Pharmacognostical and physicochemical results.
| Experiment name | CP | Codex alimentarus standard [15] |
|---|---|---|
| Total yield (%) | 50.16% | - |
| Color | Brown | Characteristic |
| Density | 0.89 (g/ml) ± 0.015 | 1.0 |
| Acid value | 1.78 ± 0.07 | 4.0 KOH/g oil |
| SAP value | 284.32 ± 0.29 | 248–265 |
| Ester value | 282.54 ± 0.07 | |
| Refractive index | 1.472 ± 0.004 | 1.4677–1.4705 |
| Viscosity | 50.15 ± 0.25 | 920–1,000 kg/m3 |
| Moisture content (%) | 3 ± 0.57 | 10% |
| Total ash value (%) | 11 ± 0.57 | 12 |
| Water soluble ash value (%) | 0.5 ± 0.05 | 1.5 |
| Acid insoluble ash value (%) | 4.95 ± 0.02 | 0.5 |
Table 3.
Composition of lipid classes in the seed oil.

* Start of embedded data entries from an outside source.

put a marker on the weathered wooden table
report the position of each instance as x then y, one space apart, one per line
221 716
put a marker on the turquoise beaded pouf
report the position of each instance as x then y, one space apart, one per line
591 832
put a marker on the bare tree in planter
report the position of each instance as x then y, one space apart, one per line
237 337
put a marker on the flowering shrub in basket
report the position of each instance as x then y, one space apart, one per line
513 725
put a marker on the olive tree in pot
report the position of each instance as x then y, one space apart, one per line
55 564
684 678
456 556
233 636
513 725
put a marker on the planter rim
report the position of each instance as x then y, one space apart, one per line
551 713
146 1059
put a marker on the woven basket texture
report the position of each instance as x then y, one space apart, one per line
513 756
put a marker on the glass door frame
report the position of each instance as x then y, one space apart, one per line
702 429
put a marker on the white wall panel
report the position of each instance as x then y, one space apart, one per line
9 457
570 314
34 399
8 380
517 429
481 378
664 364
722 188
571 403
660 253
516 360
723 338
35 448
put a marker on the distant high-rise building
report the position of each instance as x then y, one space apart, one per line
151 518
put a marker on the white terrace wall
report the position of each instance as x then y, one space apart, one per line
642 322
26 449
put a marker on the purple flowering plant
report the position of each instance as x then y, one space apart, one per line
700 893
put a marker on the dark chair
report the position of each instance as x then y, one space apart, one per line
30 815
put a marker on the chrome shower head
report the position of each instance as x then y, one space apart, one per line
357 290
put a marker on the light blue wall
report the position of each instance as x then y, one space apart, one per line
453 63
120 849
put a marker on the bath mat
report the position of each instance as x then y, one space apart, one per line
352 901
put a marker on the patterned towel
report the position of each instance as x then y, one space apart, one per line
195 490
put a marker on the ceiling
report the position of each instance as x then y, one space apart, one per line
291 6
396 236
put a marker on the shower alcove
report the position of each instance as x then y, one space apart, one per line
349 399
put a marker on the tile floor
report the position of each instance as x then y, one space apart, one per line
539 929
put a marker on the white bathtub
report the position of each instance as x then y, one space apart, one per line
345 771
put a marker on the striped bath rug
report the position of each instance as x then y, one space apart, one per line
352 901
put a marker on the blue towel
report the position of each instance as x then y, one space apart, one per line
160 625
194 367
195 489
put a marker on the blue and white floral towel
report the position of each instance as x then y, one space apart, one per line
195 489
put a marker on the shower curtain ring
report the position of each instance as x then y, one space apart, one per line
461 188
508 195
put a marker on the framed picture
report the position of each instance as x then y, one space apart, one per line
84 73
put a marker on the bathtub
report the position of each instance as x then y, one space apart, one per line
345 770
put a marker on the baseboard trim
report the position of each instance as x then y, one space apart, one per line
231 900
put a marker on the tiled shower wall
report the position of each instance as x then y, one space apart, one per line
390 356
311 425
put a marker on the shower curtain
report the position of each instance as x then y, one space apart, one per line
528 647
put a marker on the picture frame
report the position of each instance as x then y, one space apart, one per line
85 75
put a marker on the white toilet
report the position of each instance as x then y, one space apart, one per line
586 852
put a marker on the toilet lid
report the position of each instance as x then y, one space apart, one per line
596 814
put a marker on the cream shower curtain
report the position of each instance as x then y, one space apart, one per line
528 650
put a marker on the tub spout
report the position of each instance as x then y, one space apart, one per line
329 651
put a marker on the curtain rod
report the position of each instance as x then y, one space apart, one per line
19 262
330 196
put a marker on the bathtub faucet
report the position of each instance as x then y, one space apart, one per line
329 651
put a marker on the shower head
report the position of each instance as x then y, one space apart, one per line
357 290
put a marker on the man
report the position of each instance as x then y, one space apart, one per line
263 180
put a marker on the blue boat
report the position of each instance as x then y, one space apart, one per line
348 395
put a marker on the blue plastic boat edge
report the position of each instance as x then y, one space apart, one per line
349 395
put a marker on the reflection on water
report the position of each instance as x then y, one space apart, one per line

| Neutral lipids (%) | Glycolipids (%) | Phospholipids (%) | |
|---|---|---|---|
| CP | 93.5 | 6.5 | 0 |
Table 4.
Fatty acid composition neutral lipids of the seed oil.
| Fatty acid compound | Amount (%) |
|---|---|
| Myristic acid (14:0) | 0.61 |
| Palmitic acid (16:0) | 27.39 |
| Palmitoleic acid (16:1) | 0.14 |
| Stearic acid (18:0) | 3.93 |
| Oleic acid (18:1) | 35.30 |
| Linoleic acid (18:2) | 15.90 |
| Linolenic acid (18:3 ALA) | 16.22 |
| Arachidic acid (20:0) | 0.37 |
| Eicosenoic acid (20:1) | 0.11 |
Acknowledgment
The authors acknowledge DST- Karnataka Science and Technology Promotion Society (KSTePs), Government of Karnataka for the financial support.
Conflict of interest
The authors declare that they have no conflict of interest.